Two microRNAs, miR-23 and miR-125, control the cell fate determinant Musashi1, during astrocyte differentiation
During nervous system development neural progenitor cells (NPCs) first generate neuronal cell types and then glial cells (astrocytes and oligodendrocytes). So far, the molecular pathways that instruct NPC to turn off neurogenesis and turn on gliogenesis remain elusive. microRNAs (miRNAs) are good candidates for directing such temporarily regulated switch but, so far, only miRNA-dependent regulatory circuitries controlling neuronal and oligodendrocytic differentiation have been elucidated.

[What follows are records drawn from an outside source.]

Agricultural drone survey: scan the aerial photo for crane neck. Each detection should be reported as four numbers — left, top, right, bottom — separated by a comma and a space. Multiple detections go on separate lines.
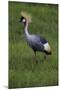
24, 21, 30, 37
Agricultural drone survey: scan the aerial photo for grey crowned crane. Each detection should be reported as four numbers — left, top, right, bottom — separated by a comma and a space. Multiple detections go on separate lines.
19, 12, 51, 59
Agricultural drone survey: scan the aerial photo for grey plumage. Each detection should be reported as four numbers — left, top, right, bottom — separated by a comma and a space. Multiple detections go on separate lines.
20, 13, 51, 54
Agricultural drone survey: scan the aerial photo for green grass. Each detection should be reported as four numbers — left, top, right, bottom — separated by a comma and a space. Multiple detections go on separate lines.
9, 2, 58, 88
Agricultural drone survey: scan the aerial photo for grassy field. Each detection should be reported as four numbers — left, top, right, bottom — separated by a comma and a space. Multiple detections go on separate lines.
9, 2, 58, 88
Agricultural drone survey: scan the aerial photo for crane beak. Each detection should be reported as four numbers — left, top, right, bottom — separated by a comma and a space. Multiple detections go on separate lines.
18, 19, 21, 22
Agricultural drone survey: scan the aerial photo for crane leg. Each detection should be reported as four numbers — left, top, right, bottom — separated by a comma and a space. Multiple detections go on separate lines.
44, 54, 47, 60
34, 51, 38, 64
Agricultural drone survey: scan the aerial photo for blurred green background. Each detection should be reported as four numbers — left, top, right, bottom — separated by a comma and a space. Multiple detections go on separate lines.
8, 1, 58, 88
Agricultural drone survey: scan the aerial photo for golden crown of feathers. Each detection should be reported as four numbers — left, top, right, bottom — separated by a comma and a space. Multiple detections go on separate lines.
21, 11, 32, 22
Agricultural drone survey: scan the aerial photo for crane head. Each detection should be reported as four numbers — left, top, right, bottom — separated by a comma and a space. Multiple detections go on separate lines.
20, 12, 31, 23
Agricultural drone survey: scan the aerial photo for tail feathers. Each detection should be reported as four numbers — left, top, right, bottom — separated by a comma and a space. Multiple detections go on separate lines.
44, 50, 52, 55
44, 42, 52, 55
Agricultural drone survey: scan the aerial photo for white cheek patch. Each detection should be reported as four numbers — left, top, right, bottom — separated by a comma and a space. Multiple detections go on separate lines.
44, 43, 51, 52
22, 19, 25, 22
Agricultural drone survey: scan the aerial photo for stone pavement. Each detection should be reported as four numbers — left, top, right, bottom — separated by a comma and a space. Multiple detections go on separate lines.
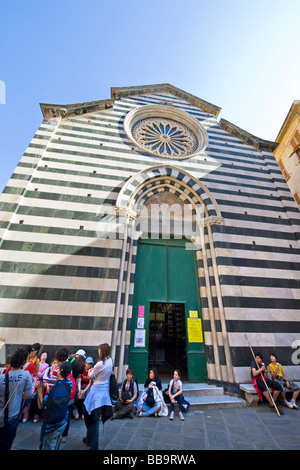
12, 404, 300, 454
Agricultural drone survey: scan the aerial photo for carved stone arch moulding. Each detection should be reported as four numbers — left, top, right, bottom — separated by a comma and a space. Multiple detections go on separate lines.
115, 165, 223, 225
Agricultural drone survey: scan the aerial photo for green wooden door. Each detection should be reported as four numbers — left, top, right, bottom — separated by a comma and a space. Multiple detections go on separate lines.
129, 239, 207, 383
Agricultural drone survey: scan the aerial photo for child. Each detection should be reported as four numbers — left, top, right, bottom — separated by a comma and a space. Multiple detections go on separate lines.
144, 367, 162, 390
41, 362, 73, 450
112, 369, 138, 419
269, 353, 300, 410
168, 369, 184, 421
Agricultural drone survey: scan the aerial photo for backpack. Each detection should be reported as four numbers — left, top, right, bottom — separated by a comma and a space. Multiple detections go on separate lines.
122, 377, 139, 401
109, 372, 119, 402
43, 380, 71, 424
145, 388, 155, 408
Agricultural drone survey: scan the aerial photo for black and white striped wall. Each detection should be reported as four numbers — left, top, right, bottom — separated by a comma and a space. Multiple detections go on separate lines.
0, 87, 300, 383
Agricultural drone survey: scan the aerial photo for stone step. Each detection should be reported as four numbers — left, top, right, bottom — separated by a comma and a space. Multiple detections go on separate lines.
185, 395, 247, 411
179, 383, 224, 396
139, 382, 247, 411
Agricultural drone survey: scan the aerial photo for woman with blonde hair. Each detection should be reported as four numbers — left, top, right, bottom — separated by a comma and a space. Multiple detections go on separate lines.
83, 343, 113, 450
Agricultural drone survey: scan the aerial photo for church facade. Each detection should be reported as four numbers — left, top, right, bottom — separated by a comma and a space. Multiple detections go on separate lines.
0, 84, 300, 389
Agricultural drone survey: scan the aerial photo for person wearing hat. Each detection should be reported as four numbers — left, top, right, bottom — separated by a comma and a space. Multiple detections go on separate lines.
251, 352, 283, 414
74, 357, 94, 419
40, 361, 73, 450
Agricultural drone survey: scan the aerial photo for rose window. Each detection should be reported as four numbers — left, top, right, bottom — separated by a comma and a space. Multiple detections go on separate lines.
132, 118, 197, 158
124, 105, 208, 160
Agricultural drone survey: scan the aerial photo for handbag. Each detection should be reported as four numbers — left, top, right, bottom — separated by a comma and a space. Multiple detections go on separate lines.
182, 398, 190, 413
162, 387, 171, 405
109, 372, 119, 402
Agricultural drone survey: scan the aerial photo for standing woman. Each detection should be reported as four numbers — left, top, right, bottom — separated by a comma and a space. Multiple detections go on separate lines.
83, 343, 113, 450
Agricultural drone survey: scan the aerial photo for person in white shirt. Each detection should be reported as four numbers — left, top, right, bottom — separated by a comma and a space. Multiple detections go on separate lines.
168, 369, 184, 421
0, 348, 32, 450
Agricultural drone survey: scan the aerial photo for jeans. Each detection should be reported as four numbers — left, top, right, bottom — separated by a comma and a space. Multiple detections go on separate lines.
42, 423, 67, 450
0, 416, 19, 450
170, 393, 183, 411
143, 402, 161, 416
84, 408, 101, 450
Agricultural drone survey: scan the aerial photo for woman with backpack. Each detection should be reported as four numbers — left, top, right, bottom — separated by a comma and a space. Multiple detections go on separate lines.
40, 362, 73, 450
83, 343, 113, 450
111, 368, 139, 419
137, 368, 168, 417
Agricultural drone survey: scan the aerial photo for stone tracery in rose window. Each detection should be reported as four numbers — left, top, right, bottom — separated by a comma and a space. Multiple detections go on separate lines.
132, 118, 198, 158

Astrocytes, besides having a role in synapses formation and neuronal maturation are key players in the pathogenesis of CNS disorders such as Alzheimer and ALS. It is, therefore, crucial to identify the miRNAs and the regulatory circuitries important for astrocyte specification and terminal differentiation.
By large-scale expression profiling, we produced an atlas of miRNAs modulated during the differentiation of astrocytes generated from mouse NPCs. Among the miRNAs whose expression was strongly upregulated during in vitro astrocyte-specific differentiation, we focused on miR-23, previously described as astrocyte-enriched miRNA, and miR-125 that has been recently found to be involved in neural lineage commitment of human embryonic stem cells.

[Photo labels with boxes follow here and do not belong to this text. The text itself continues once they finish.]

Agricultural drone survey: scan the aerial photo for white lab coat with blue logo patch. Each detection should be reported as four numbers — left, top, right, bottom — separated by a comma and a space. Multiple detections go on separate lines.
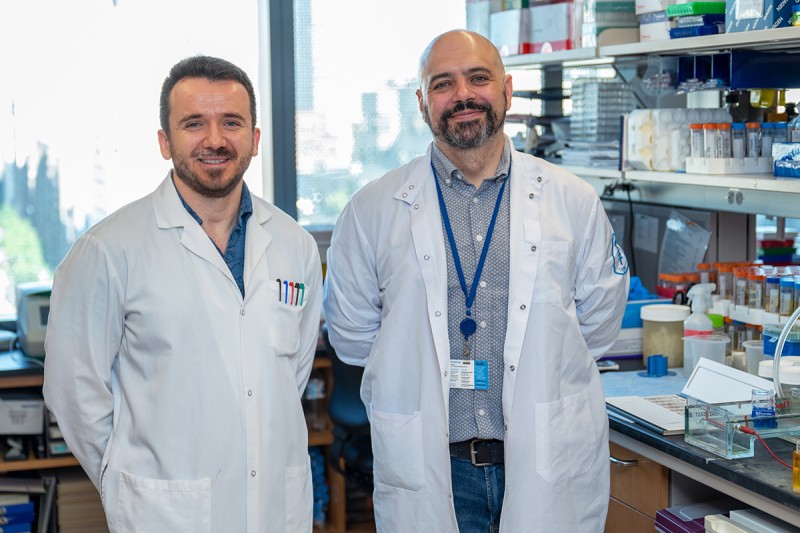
44, 176, 322, 533
323, 145, 628, 533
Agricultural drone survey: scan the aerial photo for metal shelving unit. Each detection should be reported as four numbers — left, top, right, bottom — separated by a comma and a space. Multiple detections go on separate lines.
503, 27, 800, 218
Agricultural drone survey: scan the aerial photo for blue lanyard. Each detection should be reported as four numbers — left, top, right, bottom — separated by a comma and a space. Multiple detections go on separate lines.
431, 162, 511, 341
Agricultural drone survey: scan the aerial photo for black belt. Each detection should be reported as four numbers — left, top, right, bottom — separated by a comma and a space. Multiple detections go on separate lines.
450, 439, 504, 466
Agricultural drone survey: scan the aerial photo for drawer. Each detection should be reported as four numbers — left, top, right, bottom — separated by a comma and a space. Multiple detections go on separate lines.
605, 498, 656, 533
609, 442, 669, 520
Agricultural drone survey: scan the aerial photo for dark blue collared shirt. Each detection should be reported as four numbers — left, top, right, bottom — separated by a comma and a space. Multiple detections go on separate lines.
173, 178, 253, 298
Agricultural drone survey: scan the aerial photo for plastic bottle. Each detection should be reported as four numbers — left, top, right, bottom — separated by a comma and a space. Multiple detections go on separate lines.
731, 122, 745, 159
683, 283, 717, 375
689, 123, 706, 157
745, 122, 761, 158
761, 122, 775, 157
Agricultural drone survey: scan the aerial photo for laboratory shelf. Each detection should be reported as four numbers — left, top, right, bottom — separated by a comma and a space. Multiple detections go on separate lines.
597, 26, 800, 57
560, 165, 622, 179
620, 170, 800, 193
0, 455, 78, 473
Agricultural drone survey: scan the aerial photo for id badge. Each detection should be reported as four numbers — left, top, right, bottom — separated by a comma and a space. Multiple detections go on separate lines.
450, 359, 489, 390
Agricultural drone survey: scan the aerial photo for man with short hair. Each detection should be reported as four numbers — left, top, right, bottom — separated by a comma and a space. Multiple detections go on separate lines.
323, 31, 628, 533
44, 56, 322, 533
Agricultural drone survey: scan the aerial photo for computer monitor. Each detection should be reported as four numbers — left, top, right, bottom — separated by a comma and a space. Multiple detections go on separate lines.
17, 282, 53, 357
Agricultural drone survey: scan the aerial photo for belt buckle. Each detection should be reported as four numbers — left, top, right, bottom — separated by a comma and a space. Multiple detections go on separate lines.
469, 439, 492, 466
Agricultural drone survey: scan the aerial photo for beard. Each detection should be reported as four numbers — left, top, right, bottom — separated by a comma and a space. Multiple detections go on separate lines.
170, 147, 252, 198
423, 100, 505, 150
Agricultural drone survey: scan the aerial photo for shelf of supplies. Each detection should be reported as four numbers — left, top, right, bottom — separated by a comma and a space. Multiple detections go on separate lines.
0, 455, 78, 472
597, 26, 800, 57
561, 165, 622, 179
624, 170, 800, 193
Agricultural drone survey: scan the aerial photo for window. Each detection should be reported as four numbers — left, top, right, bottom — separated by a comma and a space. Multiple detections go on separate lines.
0, 0, 263, 314
292, 0, 466, 229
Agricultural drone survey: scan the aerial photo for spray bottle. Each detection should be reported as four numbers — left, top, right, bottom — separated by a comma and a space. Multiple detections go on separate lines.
683, 283, 717, 376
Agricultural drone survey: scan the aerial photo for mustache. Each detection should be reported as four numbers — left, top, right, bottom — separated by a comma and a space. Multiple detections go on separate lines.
192, 148, 236, 159
442, 100, 492, 120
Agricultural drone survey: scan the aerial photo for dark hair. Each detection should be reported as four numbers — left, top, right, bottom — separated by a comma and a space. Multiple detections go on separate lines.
159, 56, 256, 133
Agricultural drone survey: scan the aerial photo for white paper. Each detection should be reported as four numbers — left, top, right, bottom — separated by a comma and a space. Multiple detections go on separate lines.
681, 357, 775, 403
658, 209, 711, 274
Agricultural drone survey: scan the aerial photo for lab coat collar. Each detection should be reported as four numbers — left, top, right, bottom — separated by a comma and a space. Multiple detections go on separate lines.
153, 171, 272, 294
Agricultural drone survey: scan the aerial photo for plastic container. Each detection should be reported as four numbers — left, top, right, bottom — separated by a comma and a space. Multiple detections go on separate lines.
733, 267, 750, 305
747, 268, 767, 309
703, 123, 719, 158
778, 276, 794, 316
761, 122, 775, 157
717, 123, 732, 158
683, 334, 731, 370
743, 341, 764, 376
763, 324, 800, 356
640, 304, 691, 367
744, 122, 761, 157
689, 124, 706, 157
758, 356, 800, 398
764, 276, 781, 314
731, 122, 746, 159
716, 263, 733, 300
769, 122, 789, 143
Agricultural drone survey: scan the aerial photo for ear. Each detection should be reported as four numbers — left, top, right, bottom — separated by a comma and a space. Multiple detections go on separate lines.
503, 74, 514, 111
417, 89, 428, 124
251, 128, 261, 157
158, 130, 172, 159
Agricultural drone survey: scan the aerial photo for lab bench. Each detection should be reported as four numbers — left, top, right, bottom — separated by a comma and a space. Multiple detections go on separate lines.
602, 369, 800, 525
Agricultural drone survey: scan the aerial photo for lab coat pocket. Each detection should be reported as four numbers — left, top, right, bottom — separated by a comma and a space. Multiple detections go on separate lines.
117, 472, 211, 533
284, 458, 314, 533
534, 391, 597, 483
267, 284, 303, 355
533, 241, 575, 302
370, 409, 425, 491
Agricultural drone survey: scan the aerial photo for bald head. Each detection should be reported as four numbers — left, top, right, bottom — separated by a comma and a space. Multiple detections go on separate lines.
418, 30, 505, 93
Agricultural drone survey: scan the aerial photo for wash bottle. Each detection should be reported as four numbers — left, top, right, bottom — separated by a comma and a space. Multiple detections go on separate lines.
683, 283, 717, 376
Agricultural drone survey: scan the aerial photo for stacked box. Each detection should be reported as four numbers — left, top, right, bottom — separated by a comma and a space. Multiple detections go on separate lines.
581, 0, 639, 48
725, 0, 800, 33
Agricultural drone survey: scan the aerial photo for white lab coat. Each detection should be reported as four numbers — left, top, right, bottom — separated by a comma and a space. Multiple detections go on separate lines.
323, 145, 628, 533
44, 175, 322, 533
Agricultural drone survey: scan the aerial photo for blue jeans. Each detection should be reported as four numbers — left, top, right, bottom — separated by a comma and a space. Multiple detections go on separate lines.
450, 457, 505, 533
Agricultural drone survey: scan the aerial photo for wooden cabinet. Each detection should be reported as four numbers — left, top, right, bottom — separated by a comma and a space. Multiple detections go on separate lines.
606, 442, 669, 533
308, 356, 347, 533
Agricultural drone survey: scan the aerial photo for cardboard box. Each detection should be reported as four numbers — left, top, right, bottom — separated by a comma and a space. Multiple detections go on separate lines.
530, 1, 574, 54
725, 0, 800, 33
636, 0, 676, 15
0, 393, 44, 435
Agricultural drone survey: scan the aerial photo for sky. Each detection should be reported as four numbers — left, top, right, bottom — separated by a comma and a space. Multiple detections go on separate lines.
0, 0, 465, 227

By gain-of-function approach, we demonstrated that miR-23 and miR-125 mediate the decrease of Msi1, an RNA binding protein with a critical function in stem cell maintenance and self renewal capability of NPCs. Remarkably, the transduction of miR-23 and miR-125 in NPCs via lentiviral vectors triggers the expression of the astrocyte differentiation marker GFAP,and inhibits cell proliferation rate, suggesting a role for these miRNAs in the commitment of NPCs towards the astroglial lineage.